BDH had gesteld dat de methode van Bomenwacht Nederland – het door de gemeente ingeschakelde boomadviesbureau – om populieren te beoordelen ondeugdelijk is. Daarom waren de kapvergunningen volgens ons onvoldoende zorgvuldig voorbereid en gemotiveerd.

De twee belangrijkste punten uit de uitspraak:
Eerste punt. De RvS vindt het hoger beroep onvoldoende gemotiveerd. De RvS focust daarbij op het aspect veiligheid van de populieren.
Wij hebben ons geconcentreerd op het aantonen van de ondeugdelijkheid van de beoordelingsmethode en dus niet zo zeer op de feitelijke toestand van de populieren.
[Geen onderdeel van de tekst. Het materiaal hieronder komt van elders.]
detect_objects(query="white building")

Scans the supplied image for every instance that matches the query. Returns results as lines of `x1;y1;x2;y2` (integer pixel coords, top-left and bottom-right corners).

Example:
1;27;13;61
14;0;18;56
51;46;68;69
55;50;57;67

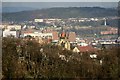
3;30;19;37
34;19;44;22
6;25;22;30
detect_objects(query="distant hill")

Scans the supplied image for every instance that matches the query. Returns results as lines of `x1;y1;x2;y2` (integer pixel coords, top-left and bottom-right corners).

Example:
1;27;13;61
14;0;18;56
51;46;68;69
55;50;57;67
2;7;117;21
2;7;38;13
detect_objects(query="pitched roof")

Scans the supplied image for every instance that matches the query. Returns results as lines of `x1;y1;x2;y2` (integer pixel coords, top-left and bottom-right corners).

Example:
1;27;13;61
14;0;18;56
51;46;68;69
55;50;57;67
78;46;97;52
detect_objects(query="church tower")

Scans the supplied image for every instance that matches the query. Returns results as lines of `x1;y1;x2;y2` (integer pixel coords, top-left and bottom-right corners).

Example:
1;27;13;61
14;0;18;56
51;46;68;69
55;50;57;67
58;31;70;50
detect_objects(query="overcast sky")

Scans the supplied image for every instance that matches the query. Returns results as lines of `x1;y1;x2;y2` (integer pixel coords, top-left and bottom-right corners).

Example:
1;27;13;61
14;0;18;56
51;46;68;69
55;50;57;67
2;2;118;9
0;0;120;2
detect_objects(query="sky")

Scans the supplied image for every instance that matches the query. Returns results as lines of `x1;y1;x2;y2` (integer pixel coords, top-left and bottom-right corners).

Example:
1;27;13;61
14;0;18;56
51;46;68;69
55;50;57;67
1;0;120;2
2;2;118;9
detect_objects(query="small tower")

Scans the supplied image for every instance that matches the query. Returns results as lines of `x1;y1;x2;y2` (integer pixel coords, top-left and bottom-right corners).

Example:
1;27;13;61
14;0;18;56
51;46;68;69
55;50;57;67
58;31;70;50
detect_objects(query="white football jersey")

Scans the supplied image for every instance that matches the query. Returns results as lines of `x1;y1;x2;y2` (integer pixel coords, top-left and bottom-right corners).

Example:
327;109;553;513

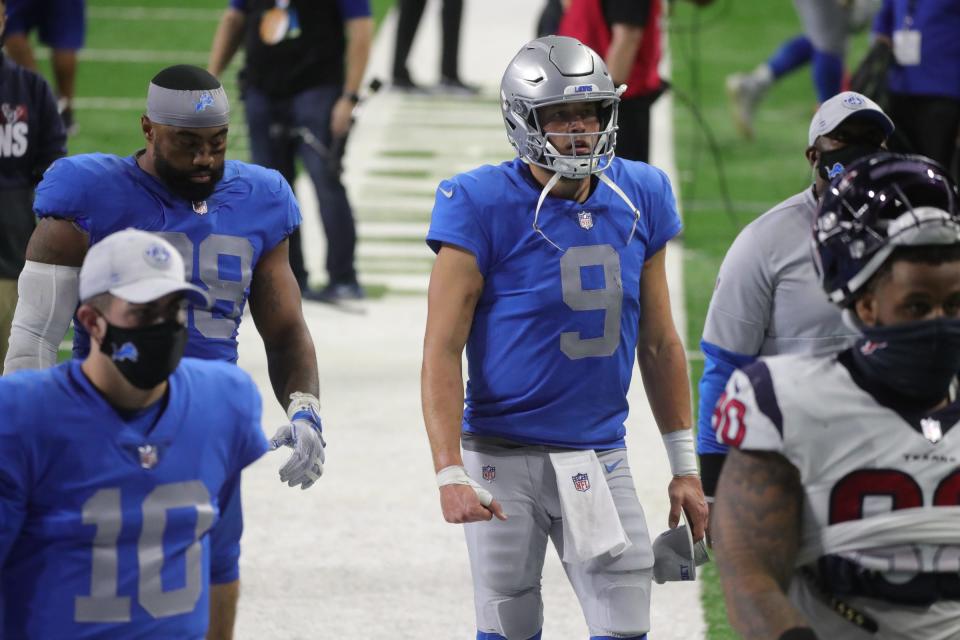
714;354;960;640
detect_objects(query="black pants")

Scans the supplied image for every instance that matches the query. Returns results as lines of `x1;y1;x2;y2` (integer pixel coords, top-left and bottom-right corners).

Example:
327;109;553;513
393;0;463;80
244;85;357;289
889;93;960;179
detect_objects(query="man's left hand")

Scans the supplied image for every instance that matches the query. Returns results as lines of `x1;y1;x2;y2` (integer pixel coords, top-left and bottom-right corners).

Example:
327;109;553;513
667;476;710;542
270;409;326;489
330;96;354;138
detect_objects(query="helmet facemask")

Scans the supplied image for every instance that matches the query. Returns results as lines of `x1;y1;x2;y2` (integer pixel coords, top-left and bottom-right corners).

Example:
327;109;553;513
521;98;619;180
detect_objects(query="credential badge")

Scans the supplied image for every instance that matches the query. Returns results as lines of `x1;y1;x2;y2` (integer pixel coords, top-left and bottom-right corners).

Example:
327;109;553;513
577;211;593;230
573;473;590;491
920;418;943;444
137;444;160;469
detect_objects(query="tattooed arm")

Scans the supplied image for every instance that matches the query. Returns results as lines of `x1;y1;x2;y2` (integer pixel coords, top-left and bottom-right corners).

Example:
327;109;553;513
712;449;809;640
250;240;320;408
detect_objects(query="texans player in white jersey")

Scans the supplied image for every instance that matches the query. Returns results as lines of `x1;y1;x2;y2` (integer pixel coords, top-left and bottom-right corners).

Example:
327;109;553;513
422;36;706;640
714;153;960;640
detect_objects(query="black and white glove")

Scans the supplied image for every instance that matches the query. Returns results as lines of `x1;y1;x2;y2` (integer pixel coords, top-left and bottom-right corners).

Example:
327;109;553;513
270;392;327;489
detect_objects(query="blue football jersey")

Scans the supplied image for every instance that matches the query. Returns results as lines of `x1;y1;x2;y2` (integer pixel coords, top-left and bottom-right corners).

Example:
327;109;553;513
34;153;300;362
0;358;267;640
427;158;681;449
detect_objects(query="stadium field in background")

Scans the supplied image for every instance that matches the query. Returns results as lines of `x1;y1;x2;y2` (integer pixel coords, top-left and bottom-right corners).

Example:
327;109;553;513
37;0;866;640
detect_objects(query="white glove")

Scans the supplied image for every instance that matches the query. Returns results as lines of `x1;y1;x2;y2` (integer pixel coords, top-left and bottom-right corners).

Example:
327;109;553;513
437;465;493;507
270;392;327;489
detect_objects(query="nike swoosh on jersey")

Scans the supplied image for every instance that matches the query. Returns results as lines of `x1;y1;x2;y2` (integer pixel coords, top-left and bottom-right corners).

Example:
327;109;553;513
603;458;623;473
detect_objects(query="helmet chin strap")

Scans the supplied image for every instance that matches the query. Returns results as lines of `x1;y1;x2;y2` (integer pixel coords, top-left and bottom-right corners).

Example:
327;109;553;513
533;158;640;252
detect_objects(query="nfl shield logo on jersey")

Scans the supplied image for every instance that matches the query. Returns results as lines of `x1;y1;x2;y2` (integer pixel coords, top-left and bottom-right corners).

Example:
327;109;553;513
573;473;590;491
577;211;593;230
137;444;160;469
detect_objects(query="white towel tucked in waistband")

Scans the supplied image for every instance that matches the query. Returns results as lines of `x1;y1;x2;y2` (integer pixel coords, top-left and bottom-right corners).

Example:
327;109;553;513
550;450;630;562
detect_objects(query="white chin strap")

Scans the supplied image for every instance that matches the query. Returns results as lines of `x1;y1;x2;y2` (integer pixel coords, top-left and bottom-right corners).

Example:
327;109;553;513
533;165;640;252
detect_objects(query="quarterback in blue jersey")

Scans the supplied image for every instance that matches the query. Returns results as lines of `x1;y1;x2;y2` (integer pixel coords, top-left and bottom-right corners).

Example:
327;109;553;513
422;36;706;640
0;229;268;640
4;65;324;489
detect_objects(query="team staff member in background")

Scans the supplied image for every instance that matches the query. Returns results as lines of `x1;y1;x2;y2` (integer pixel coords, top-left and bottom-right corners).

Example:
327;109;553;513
4;65;324;489
393;0;478;95
208;0;373;302
0;229;267;640
3;0;87;133
422;36;707;640
873;0;960;179
557;0;712;162
726;0;880;139
713;153;960;640
0;0;67;360
697;91;893;498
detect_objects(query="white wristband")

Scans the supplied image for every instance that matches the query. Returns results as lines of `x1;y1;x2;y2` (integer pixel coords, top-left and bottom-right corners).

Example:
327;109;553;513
437;465;493;507
662;429;700;476
287;391;320;419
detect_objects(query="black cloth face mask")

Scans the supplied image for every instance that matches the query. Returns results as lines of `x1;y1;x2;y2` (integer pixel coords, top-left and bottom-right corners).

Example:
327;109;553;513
100;321;187;390
817;144;880;182
853;318;960;404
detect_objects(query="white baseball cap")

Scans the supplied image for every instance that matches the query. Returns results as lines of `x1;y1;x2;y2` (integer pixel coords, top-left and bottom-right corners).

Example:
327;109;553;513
80;229;210;308
807;91;894;146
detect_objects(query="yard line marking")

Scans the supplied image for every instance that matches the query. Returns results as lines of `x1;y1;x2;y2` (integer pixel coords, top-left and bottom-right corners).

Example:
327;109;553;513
87;7;223;22
34;47;210;66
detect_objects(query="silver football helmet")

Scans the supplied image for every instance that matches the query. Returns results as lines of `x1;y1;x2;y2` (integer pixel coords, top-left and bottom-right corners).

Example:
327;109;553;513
500;36;626;178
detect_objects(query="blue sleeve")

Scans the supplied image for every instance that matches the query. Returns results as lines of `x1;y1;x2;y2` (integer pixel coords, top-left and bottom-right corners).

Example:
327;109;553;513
263;169;303;251
210;376;268;584
337;0;371;20
33;158;90;232
697;340;757;455
234;369;270;474
427;180;493;277
644;169;683;259
210;472;243;584
0;397;29;568
873;0;893;37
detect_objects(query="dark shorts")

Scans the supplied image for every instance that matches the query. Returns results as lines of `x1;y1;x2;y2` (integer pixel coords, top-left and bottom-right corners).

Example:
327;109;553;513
6;0;86;50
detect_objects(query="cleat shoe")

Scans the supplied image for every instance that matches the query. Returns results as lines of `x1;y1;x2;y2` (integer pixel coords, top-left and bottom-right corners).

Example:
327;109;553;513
726;73;766;140
437;77;480;96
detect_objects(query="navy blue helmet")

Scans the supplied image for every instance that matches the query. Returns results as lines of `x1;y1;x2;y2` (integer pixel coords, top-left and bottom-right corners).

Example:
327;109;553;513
813;152;960;307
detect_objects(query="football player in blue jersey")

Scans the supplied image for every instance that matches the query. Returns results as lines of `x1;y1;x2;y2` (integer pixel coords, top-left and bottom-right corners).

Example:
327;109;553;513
0;229;268;640
4;65;324;489
422;36;707;640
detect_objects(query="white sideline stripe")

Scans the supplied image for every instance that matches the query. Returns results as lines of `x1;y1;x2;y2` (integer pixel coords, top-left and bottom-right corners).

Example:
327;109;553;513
87;7;223;22
34;47;210;66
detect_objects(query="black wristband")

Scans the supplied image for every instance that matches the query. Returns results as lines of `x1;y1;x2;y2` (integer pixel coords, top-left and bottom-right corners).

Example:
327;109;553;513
700;453;727;498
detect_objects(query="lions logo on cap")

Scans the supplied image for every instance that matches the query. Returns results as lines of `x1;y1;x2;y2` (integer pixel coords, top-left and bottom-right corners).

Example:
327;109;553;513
193;91;213;113
143;244;170;269
843;95;864;109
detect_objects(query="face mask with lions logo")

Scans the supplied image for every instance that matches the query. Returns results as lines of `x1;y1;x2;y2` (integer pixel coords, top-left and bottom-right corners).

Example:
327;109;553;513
817;144;880;182
100;321;187;390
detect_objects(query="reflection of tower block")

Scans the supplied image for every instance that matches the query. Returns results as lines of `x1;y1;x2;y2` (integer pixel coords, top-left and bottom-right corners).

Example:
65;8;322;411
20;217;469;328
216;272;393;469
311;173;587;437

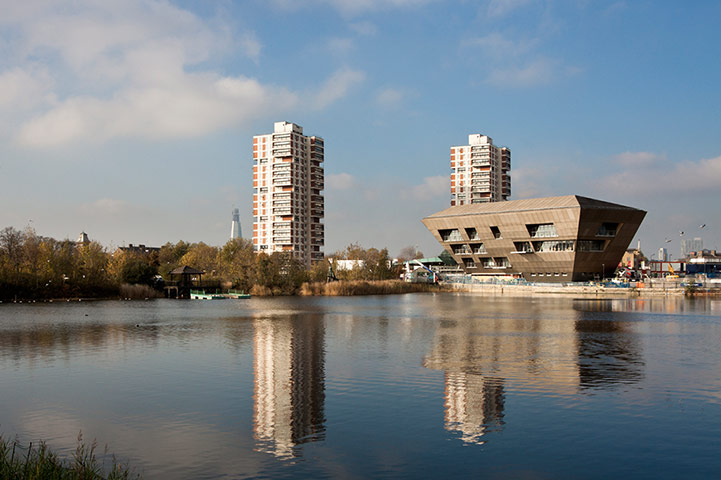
445;372;504;444
75;232;90;247
253;319;325;458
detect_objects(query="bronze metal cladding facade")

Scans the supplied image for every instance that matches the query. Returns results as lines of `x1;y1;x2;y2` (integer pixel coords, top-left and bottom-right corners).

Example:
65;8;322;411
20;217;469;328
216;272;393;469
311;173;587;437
423;195;646;282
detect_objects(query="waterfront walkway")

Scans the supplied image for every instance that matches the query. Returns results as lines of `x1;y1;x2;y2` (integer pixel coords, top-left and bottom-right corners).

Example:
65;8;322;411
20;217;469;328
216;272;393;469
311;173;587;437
444;277;721;298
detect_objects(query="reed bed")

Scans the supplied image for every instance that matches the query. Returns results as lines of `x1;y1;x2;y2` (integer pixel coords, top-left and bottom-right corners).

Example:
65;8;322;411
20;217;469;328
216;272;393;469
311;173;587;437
0;434;140;480
298;280;448;297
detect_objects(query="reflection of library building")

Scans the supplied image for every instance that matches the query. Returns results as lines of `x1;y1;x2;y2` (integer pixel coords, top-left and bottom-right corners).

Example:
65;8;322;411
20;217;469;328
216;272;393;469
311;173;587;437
423;195;646;282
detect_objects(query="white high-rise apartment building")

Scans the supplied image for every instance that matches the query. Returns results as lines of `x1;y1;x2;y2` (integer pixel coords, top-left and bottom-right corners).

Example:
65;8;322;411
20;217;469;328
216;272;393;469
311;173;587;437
451;133;511;206
253;122;325;265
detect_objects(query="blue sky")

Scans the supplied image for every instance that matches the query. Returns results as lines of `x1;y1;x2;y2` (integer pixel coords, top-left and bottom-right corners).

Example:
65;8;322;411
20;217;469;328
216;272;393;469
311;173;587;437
0;0;721;257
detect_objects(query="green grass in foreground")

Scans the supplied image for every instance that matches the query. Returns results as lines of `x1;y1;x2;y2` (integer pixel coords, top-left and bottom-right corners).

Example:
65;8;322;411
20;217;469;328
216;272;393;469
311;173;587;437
0;434;140;480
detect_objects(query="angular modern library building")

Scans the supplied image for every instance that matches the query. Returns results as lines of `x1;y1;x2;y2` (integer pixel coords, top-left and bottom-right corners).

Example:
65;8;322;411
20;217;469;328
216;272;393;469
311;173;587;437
423;195;646;282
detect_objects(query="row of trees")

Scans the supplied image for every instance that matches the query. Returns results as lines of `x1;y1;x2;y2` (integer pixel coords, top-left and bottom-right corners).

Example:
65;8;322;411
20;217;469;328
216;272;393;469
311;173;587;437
0;227;422;300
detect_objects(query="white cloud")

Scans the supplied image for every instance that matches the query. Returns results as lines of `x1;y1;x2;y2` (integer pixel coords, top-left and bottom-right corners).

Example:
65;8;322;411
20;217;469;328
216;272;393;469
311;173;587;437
312;68;365;110
0;0;300;147
0;66;54;110
403;175;451;200
272;0;436;16
326;37;355;56
19;74;297;147
486;0;533;18
325;173;356;190
0;0;364;148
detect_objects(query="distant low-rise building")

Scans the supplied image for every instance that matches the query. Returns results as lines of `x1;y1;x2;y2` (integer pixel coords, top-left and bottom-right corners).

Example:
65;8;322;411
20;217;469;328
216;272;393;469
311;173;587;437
118;243;160;255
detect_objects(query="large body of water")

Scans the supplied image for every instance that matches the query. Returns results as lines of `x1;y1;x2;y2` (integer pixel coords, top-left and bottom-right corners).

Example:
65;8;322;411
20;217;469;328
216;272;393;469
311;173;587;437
0;294;721;479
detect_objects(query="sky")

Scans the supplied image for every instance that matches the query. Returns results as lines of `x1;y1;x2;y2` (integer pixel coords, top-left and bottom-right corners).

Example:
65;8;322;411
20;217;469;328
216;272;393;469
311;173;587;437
0;0;721;258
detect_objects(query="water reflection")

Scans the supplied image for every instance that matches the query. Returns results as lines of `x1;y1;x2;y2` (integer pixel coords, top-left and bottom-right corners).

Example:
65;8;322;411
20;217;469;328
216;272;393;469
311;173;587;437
253;314;325;458
423;301;645;444
445;372;505;444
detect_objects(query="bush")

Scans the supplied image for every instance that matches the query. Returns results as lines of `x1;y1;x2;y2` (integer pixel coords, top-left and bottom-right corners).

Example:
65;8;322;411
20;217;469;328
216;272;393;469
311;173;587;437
0;434;140;480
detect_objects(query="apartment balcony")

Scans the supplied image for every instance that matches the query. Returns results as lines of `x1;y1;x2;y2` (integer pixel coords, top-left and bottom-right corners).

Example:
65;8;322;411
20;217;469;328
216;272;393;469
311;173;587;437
471;160;491;167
We blijven dan ook vinden dat de scoringsmogelijkheden van de criteria (conditie, veiligheid, beheerbaarheid) van de Bomenwacht onvoldoende onderscheidend zijn. De daaraan gekoppelde vervangingstermijn, berust mede daarom op drijfzand. Wij baseerden ons op rapporten van bomenbureau Groendirectie Holland, de Landelijke Bomenstichting, de Wageningse Universiteit en methodologiedeskundige Ronald Janssen.

Tweede punt. De RvS wijst erop dat de gemeentelijke groenbeheerders de resultaten van de Bomenwacht Nederland beoordelingsmethode in alle gevallen hebben onderschreven.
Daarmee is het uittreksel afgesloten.